La salle de bain, quant à elle, regorge elle aussi, d’objets ludiques trouvés au hasard de ses curieuses déambulations urbaines. Le large miroir est starifié par des lampes de type « loges de théâtre»,  trouvées chez « Le Vistemboir », rue de la levure à Bruxelles.



Un petit air d’ailleurs…

A l’abri du vent et des regards, cette maison de vie se prolonge par une cour pavée qui n’est pas sans rappeler ces jolies cours emmurées, typiques de l’île de Ré. Caroline qui aime jardiner, y a planté différentes essences du sud comme la vigne et l’olivier. Elle y cultive également son petit potager. L’aménagement de cet extérieur aurait pu s’arrêter là, mais il lui manquait quelque chose. Ce petit « je ne sais quoi » de surprenant. C’est chose faite avec ces deux œuvres peintes, à même les murs, par l’artiste-peintre, Alvari. « Entre vague et végétal, mon cœur oscille, lorsque je contemple son art » nous raconte Caroline sur le ton de la confidence.



Artiste Archi-complète

En plus de concevoir des maisons, de les aménager et de les décorer, Caroline est passionnée par la photographie qu’elle maitrise remarquablement d’ailleurs. Elle nous confie qu’elle expose prochainement à la galerie Duqué & Pirson (du 4 mars au 2 avril 2011). Son nouveau travail illustre bien ses deux passions,  la photo et l’architecture et  porte le nom de « Wonder World », photographies en mouvement. C’est dans son atelier qu’elle nous dévoile cette information.

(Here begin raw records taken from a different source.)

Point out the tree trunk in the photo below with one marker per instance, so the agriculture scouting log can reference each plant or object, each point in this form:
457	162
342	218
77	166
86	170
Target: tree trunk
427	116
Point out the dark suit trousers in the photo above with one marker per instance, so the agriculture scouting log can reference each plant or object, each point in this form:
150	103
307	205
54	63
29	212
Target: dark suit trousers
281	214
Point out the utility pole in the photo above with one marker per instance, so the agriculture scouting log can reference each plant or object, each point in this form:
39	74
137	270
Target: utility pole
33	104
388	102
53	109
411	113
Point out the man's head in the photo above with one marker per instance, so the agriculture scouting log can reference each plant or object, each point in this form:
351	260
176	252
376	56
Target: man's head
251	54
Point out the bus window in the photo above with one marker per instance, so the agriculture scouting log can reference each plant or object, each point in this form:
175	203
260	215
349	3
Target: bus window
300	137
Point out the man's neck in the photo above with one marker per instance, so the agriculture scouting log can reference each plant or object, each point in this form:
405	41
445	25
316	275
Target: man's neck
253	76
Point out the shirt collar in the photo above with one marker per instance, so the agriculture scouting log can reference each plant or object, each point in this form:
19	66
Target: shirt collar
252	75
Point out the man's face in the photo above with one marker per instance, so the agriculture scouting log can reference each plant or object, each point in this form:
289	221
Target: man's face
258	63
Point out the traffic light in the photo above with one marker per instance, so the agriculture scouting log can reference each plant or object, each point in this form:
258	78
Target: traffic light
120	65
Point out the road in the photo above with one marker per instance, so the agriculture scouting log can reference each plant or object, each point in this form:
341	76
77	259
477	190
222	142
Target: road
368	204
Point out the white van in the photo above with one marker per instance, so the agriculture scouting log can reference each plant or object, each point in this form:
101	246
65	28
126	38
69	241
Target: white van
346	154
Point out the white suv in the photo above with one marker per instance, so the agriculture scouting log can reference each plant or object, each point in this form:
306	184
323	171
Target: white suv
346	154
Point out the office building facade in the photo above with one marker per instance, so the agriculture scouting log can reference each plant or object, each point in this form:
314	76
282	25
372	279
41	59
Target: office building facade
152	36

Cette pièce isolée du reste de la maison et, nichée au fond de la cour, a été rénovée en profondeur. « Débarras à l’origine, je voulais en faire mon atelier de weekend. J’ai donc du percer la façade d’une plus large porte d’entrée (à moitié vitrée), flanquée de deux fenêtres de part et d’autre pour y faire rentrer un maximum de lumière » nous explique-t-elle. Une large ouverture creusée dans le toit vient parfaire la luminosité de cet endroit dédié à la création. Un pan de mur spectaculaire a été entièrement habillé de lattes de sapin de récupération, de couleurs et de largeurs variées. Ces fines planches sont fixées sur des baguettes de bois peintes en orange, nous explique Caroline et, grâce à ce jeu subtil d’espacement entre les lattes, le regard voit, en filigrane, ce sous-lattis coloré. « Cela confère au mur, une chaleur particulière» rajoute-t-elle.  Mais aussi et surtout, j’ai voulu créer, en toute humilité, un hommage à l’un de mes artistes préférés, le célèbre et non moins talentueux, Arne Quinze.
Et voici que le fil rouge nous ramène au point de départ de cette « maison à idées », la porte d’entrée. Ou de sortie.  Comme un coup de vent frais, Caroline Notté a eu le chic de remettre nos idées reçues en place. Chapeau l’artiste !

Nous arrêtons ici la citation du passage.